Am 26. Mai läuft die Übergangsfrist der EU-Medizinprodukteverordnung (MDR) ab. Das Bundesministerium für Gesundheit (BMG) hat nun einen Gesetzentwurf vorgelegt, mit dem das deutsche Medizinprodukterecht an die neuen Vorgaben angepasst werden soll. Wie ist die aktuelle Lage, acht Monate vor dem Tag X, aus Sicht der Hersteller von Software-Medizinprodukten zu bewerten?

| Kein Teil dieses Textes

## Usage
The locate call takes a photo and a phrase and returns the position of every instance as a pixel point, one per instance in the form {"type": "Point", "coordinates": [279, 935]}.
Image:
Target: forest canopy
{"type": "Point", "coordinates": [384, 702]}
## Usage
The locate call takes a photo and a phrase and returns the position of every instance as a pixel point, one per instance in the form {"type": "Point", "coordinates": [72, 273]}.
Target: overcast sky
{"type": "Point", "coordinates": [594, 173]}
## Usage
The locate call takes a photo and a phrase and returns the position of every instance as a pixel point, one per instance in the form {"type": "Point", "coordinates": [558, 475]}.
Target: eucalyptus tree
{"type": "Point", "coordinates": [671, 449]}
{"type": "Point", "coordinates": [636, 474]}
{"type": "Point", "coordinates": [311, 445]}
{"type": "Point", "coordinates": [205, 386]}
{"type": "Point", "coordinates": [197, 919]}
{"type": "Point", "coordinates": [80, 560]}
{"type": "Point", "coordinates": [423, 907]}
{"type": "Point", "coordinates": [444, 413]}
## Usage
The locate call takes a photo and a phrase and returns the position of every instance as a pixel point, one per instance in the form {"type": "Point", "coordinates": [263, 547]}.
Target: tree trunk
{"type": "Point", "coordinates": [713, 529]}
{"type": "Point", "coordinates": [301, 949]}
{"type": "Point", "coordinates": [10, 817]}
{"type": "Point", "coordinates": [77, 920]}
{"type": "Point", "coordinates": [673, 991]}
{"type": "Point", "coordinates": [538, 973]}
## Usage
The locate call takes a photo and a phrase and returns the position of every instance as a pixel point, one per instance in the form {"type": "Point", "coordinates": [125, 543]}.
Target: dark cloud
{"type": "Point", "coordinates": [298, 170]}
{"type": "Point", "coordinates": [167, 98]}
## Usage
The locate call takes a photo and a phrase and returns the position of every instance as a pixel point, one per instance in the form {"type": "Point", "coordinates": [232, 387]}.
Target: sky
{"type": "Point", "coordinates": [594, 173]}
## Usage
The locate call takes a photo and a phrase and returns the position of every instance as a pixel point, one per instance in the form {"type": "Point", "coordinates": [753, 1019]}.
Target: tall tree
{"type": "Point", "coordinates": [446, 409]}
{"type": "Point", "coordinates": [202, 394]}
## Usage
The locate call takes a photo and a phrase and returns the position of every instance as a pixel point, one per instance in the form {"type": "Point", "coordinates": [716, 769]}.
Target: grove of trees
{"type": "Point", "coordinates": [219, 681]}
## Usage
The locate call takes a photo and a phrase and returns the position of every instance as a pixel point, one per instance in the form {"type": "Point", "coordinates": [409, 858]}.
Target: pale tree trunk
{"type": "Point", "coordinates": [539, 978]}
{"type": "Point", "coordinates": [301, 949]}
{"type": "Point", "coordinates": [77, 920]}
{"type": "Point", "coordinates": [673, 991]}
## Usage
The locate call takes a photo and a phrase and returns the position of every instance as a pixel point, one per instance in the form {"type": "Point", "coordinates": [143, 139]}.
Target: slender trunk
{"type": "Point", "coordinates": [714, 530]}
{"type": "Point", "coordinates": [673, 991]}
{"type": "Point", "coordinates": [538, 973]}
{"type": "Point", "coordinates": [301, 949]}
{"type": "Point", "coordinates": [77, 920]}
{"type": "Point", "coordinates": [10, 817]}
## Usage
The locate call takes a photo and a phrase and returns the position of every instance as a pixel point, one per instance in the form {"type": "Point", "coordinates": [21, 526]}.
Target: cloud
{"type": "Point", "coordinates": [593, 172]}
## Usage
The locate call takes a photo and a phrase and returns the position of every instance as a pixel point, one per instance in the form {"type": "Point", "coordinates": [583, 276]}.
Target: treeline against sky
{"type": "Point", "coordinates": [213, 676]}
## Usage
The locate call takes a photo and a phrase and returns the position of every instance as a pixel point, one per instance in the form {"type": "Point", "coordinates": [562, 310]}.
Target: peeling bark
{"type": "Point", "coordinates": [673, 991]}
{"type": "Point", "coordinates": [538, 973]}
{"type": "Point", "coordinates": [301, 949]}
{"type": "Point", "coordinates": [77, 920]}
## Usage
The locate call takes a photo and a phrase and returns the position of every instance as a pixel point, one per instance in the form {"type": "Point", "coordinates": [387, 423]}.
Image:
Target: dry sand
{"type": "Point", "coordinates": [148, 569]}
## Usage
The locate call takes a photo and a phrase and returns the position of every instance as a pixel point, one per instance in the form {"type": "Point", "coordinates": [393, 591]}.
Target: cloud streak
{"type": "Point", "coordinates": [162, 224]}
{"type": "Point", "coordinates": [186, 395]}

Eines gleich zu Beginn: Das Grundproblem, das vielen Medizinprodukteherstellern Kopfzerbrechen bereitet, vermag das geplante Gesetz nicht zu lösen. Denn die mit dem Ende der Übergangsfrist anstehenden großen Veränderungen hinsichtlich Zulassung, Zertifizierung und Klassifizierung ihrer Produkte sind unausweichlich. Besonders betroffen sind davon Softwareanbieter: Viele ihrer Produkte werden künftig einer höheren Risikoklasse (mindestens IIa) zugeordnet werden und müssen damit ab Mai von einer Benannten Stelle zertifiziert sein, um eine Marktzulassung zu erhalten. Von rund 60 dieser europaweit Benannten Stellen wurden nach heutigem Stand allerdings gerade einmal fünf nach MDR rezertifiziert, drei davon in Deutschland. Angesichts dieser Zahlen ist es offensichtlich, dass die Kapazitäten zur Beurteilung existierender und neuer Produkte mittelfristig bei Weitem nicht ausreichen. Um Versorgungsengpässe zu vermeiden, ist eine Verlängerung des Übergangszeitraums, in dem nach dem alten Verfahren zertifizierte Produkte weiterverwendet werden dürfen, unumgänglich. Eine entsprechende Entscheidung kann jedoch nur auf EU-Ebene getroffen werden, weshalb sich die Bundesregierung in Brüssel weiterhin für eine Lösung einsetzen muss.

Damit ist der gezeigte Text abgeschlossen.